Banyuwangi – Terminal Sasak Perot yang selama ini identik dengan angkutan konvensional, perlahan mulai berbenah. Berlokasi tak jauh dari pusat Kota Banyuwangi, terminal di Jalan Kuntulan itu kini disiapkan sebagai simpul penting transportasi wisata yang menghubungkan stasiun, destinasi unggulan, hingga jalur wisata Ijen.

Langkah ini menjadi bagian dari strategi Pemerintah Kabupaten Banyuwangi dalam memperkuat sektor pariwisata melalui peningkatan sarana transportasi yang terintegrasi.

Kepala Dinas Perhubungan Kabupaten Banyuwangi, I Komang Sudira Atmaja, menegaskan bahwa berkembangnya pariwisata Banyuwangi harus diimbangi dengan sistem transportasi yang memadai dan nyaman.

Menurutnya, seluruh aset daerah yang berpotensi mendukung pariwisata akan dimaksimalkan, termasuk Terminal Sasak Perot yang ke depan diarahkan menjadi pusat transit menuju berbagai destinasi favorit wisatawan.

Terminal ini disiapkan untuk melayani perpindahan penumpang dari berbagai moda, mulai dari angkutan kota, transportasi daring, hingga kendaraan khusus wisata.

Penataan Terminal Sasak Perot tidak dilakukan sekaligus, melainkan bertahap sesuai kebutuhan dan ketersediaan anggaran. Saat ini, perbaikan difokuskan pada area dasar yang selama ini menjadi keluhan pengguna.

Jalan di dalam kawasan terminal telah dipaving untuk meningkatkan kenyamanan dan keamanan. Selanjutnya, penataan bangunan terminal akan diusulkan agar lebih representatif sebagai pintu masuk wisata.

Di tahap awal ini, perubahan fisik mulai terlihat dan memberi kesan lebih ramah bagi pengunjung.

Ke depan, Terminal Sasak Perot akan difungsikan sebagai titik temu perjalanan wisata. Penumpang dari Stasiun Banyuwangi Kota dapat berpindah moda di terminal ini untuk melanjutkan perjalanan ke Kawah Ijen, desa wisata, hingga jalur menuju pelabuhan dan kapal cepat.

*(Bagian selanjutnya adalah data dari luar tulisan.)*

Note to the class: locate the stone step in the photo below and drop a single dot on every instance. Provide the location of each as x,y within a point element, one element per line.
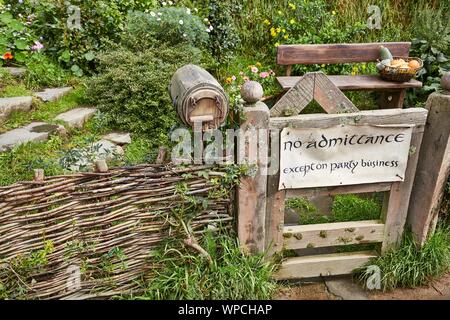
<point>77,117</point>
<point>53,94</point>
<point>8,105</point>
<point>35,131</point>
<point>16,72</point>
<point>119,138</point>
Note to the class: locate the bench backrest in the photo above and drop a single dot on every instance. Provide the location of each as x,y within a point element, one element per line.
<point>337,53</point>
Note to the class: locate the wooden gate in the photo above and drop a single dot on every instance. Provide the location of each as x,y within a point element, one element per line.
<point>387,231</point>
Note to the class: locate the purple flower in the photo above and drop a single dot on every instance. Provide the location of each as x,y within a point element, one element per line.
<point>37,46</point>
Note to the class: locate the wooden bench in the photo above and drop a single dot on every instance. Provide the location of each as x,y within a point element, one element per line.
<point>392,93</point>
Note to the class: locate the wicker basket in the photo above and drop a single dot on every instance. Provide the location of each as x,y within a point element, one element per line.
<point>398,74</point>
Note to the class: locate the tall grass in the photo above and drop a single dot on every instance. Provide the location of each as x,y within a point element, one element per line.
<point>409,266</point>
<point>231,274</point>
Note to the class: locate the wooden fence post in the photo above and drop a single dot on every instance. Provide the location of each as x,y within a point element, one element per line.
<point>252,190</point>
<point>434,166</point>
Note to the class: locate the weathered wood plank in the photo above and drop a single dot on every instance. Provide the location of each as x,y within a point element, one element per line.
<point>333,234</point>
<point>337,53</point>
<point>331,99</point>
<point>331,191</point>
<point>432,170</point>
<point>409,116</point>
<point>323,265</point>
<point>356,83</point>
<point>297,98</point>
<point>252,189</point>
<point>396,206</point>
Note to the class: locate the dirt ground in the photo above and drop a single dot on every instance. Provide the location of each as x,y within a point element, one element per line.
<point>345,289</point>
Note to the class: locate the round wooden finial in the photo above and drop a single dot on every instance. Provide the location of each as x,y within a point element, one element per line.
<point>252,92</point>
<point>445,82</point>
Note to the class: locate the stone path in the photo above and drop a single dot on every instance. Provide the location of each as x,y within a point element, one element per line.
<point>8,105</point>
<point>53,94</point>
<point>343,288</point>
<point>77,117</point>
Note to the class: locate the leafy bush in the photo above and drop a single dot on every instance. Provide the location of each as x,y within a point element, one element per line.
<point>42,72</point>
<point>231,274</point>
<point>74,32</point>
<point>16,38</point>
<point>224,36</point>
<point>432,45</point>
<point>132,88</point>
<point>410,266</point>
<point>170,25</point>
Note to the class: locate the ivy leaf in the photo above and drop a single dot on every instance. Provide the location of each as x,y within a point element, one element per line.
<point>77,70</point>
<point>89,56</point>
<point>21,44</point>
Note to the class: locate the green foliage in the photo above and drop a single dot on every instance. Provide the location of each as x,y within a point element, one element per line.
<point>169,25</point>
<point>230,274</point>
<point>42,72</point>
<point>410,266</point>
<point>132,89</point>
<point>15,36</point>
<point>345,208</point>
<point>74,32</point>
<point>224,36</point>
<point>431,43</point>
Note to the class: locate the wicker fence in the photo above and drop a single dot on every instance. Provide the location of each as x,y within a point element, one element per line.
<point>99,229</point>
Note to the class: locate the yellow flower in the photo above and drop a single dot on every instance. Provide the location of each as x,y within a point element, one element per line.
<point>273,32</point>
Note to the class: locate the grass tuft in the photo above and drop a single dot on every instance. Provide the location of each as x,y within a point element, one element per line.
<point>409,266</point>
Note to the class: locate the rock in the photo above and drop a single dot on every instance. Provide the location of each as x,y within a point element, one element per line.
<point>77,117</point>
<point>36,131</point>
<point>16,72</point>
<point>120,138</point>
<point>99,150</point>
<point>53,94</point>
<point>8,105</point>
<point>252,92</point>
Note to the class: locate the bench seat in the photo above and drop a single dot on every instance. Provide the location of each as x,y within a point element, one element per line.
<point>355,83</point>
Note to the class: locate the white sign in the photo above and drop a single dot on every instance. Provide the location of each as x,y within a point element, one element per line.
<point>343,155</point>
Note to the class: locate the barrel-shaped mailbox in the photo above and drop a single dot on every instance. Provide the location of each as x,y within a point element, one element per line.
<point>198,97</point>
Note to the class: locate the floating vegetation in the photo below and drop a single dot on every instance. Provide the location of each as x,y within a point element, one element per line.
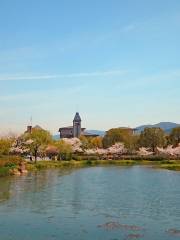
<point>117,225</point>
<point>174,232</point>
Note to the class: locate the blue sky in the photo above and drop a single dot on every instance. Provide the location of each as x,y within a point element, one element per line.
<point>116,62</point>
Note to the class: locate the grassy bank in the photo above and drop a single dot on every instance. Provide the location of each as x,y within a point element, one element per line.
<point>165,164</point>
<point>7,164</point>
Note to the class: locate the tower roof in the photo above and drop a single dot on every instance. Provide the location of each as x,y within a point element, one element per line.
<point>77,117</point>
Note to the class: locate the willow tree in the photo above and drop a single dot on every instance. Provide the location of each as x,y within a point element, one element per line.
<point>152,138</point>
<point>37,140</point>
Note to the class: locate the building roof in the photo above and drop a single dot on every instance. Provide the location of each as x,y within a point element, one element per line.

Secara geografis, lokasi terminal dinilai sangat strategis. Jaraknya hanya sekitar 950 meter dari Stasiun Banyuwangi Kota dan sekitar 3,3 kilometer dari pusat kota. Terminal ini juga berada di jalur utama menuju sejumlah destinasi unggulan seperti Desa Wisata Osing Kemiren, TWA Kawah Ijen, Air Terjun Jagir, Sendang Seruni, Taman Gandrung Terakota, hingga kawasan wisata Ijen Sky Light.

Selama ini, Terminal Sasak Perot cenderung sepi dan hanya dimanfaatkan angkutan konvensional. Kondisinya dinilai kurang mendukung kenyamanan wisatawan yang datang dari luar daerah.

Dengan pengaktifan kembali fungsi terminal sebagai hub pariwisata, Pemkab berharap pergerakan wisatawan menjadi lebih tertata, sekaligus mengurangi kepadatan lalu lintas di titik-titik tertentu.

Optimalisasi terminal ini juga diharapkan membuka peluang ekonomi baru, mulai dari jasa transportasi, UMKM, hingga layanan pendukung pariwisata di sekitarnya.